I have an older app (initially written in CF 4.7) that has been upgraded/modified pretty much every new fiscal year for a customer. It is a very handy application and one that is mission critical for the customer. However, it (like everything, I suppose) could be improved. The maintenance headaches alone beg for a rewrite at times.
When I first started on the project I was just learning CF - coming from an Ada, Java, and C background. I also didn’t have much experience with databases yet - nor did I fully understand the price paid by performance for hammering the database in one CF request. Needless to say in the intervening years I have learned enormous amounts and I try to apply these lessons to each successive update that happens to the customers project. In fact, I would imagine that if you looked at the code you would see “evolutionary” improvements to the way things are done. Overall, the app is very stable and works as expected. Furthermore it isn’t particularly fragile as each years changes have not caused any breakage of past systems (amazingly enough). I’m proud of the end result (if not all the code that makes it up) and, in fact, it is the first time I used the XMLHttpRequest object (way back in 2000) though then it was called a “data island”.
However, the app is basically still the same big procedureal spagehtti factory that it always was. CFCs didn’t exist until CF MX and even then cftransactions and multiple CFCs didn’t get along until MX 6.1. Beyond the merely technical reasons for not rebuliding this beast from the ground up are the cost and time constraints. As the old adage goes, “If it aint broke, don’t fix it!” However, I would really like to improve the application - even if it meant using my own time.
A couple of problems arise no matter how I go about refactoring. 1. How do I explain the new “improvements” to the client without leading them to the conclusion that the prior code was crap? And 2. How do I justify the fixes of any bugs that appear in the new version to either my boss or the client?
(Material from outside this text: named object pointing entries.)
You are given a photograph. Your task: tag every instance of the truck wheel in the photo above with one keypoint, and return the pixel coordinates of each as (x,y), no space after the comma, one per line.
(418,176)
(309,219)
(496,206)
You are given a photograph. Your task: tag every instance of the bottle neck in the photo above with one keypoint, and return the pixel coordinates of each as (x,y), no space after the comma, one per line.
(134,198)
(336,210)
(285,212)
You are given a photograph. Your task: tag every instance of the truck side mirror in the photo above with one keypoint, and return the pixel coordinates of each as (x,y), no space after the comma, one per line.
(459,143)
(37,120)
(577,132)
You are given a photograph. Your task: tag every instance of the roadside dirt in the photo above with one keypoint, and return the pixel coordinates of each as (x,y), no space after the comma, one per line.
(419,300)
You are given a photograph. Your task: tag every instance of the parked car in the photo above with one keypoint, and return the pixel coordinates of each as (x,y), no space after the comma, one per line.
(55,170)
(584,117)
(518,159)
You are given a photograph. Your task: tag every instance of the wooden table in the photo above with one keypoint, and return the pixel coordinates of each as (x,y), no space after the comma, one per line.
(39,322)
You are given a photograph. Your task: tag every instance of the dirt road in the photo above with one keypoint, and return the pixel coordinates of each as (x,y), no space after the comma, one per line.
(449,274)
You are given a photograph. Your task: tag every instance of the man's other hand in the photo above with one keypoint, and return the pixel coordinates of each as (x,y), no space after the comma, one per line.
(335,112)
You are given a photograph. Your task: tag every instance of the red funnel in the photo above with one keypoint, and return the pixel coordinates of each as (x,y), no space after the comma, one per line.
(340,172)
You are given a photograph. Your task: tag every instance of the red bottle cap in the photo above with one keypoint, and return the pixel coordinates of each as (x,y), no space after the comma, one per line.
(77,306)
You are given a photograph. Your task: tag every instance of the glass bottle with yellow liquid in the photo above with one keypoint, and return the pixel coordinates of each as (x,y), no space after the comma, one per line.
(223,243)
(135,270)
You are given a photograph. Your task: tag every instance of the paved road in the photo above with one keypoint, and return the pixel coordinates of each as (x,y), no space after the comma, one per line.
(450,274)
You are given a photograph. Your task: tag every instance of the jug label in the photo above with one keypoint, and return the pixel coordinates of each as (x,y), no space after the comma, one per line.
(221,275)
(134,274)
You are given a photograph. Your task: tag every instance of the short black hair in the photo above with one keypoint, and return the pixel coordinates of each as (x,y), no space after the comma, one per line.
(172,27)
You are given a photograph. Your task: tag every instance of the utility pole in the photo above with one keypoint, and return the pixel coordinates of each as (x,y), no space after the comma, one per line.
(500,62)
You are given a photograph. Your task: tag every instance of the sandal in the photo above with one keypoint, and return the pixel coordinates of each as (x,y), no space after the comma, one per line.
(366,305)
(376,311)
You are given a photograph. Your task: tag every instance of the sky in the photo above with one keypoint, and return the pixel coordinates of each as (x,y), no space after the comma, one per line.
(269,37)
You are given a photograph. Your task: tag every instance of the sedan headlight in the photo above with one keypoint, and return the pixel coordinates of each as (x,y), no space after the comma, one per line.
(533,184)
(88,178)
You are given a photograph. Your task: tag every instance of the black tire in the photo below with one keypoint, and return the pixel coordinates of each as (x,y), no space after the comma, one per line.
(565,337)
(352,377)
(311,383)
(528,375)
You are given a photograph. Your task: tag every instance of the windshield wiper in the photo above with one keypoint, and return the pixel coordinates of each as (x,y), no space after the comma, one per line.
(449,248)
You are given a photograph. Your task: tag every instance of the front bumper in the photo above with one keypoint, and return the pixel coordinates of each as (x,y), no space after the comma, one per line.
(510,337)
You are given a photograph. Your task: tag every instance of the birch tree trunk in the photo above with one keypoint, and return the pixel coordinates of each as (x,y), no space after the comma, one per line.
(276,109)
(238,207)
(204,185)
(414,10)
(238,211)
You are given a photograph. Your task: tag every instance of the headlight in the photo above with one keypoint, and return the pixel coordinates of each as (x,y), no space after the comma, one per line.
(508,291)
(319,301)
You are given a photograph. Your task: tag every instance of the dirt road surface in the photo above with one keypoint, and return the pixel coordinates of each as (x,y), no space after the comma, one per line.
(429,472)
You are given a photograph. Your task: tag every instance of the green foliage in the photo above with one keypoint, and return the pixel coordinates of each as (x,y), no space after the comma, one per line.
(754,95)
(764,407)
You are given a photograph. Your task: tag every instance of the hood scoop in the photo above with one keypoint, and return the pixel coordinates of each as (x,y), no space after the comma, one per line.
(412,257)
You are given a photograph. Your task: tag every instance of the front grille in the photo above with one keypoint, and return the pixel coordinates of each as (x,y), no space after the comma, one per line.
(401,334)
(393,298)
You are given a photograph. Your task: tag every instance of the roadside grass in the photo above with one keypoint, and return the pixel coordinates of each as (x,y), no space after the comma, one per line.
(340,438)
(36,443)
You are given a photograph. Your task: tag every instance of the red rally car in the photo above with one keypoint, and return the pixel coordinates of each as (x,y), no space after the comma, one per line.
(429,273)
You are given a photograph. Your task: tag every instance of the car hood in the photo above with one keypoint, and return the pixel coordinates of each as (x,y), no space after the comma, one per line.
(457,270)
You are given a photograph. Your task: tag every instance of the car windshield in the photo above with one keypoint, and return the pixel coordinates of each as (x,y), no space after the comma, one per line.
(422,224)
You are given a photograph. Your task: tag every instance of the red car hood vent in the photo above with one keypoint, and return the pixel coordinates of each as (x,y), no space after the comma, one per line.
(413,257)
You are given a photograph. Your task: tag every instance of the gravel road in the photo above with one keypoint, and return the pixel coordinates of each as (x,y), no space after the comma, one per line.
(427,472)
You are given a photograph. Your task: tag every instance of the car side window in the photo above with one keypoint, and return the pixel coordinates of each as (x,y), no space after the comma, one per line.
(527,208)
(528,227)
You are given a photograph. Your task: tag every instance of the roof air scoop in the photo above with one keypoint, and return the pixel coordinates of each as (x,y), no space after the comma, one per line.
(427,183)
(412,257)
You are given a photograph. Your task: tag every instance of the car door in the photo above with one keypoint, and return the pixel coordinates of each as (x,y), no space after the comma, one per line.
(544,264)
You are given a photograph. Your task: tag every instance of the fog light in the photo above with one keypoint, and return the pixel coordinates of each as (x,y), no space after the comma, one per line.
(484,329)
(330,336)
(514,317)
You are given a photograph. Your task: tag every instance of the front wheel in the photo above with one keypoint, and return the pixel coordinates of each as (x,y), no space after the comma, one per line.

Obviously, the only real answer is to get the customer to agree to the rewrite in advance perhaps with the caveat that the rewrite of existing functionality is “on the house.” That still doesn’t really solve the problem of addressing bugs though. Our company tends to work on fixed price or time and materials. Like any other company we don’t really like working on “Overhead” related projects because they aren’t generating revenue. Projects like the one I have been discussing typically have maintenance contracts which deal with new enhancments (of which there are tens of each fiscal year, some minor others very major) and bug fixes that arise due to these enhancements - unfortunately none of those really deal with this situation.
In the terminology of fusebox there are probably 15 major circuits within the application and I actually manged to update one of them to a CFC based implementation last year. However, there are still 14 that could use the same treatment. It would be a pretty substantial chunk of work and I would hate to proceed if it didn’t seem like the payoff for doing so would be worth it in the long run. By payoff I mean ease of maintenance and code stability.
I have been able to redo bits of the application before in order to generate orders of magnitude better performance in those areas - and the customer as been willing to pay for fixes related to these free improvments becuase they felt the improvement was substantial enough to warrant the minor cost of the bug fixes (changes have typically been UI improvements and database interactions). How would you approach a scenario like this? Or would you at all?
In the end it is all up to the customer. As with many things I wish I knew then what I know now. Hopefully, I will get the go ahead to make the changes I feel are needed to insure the application lives long into the future.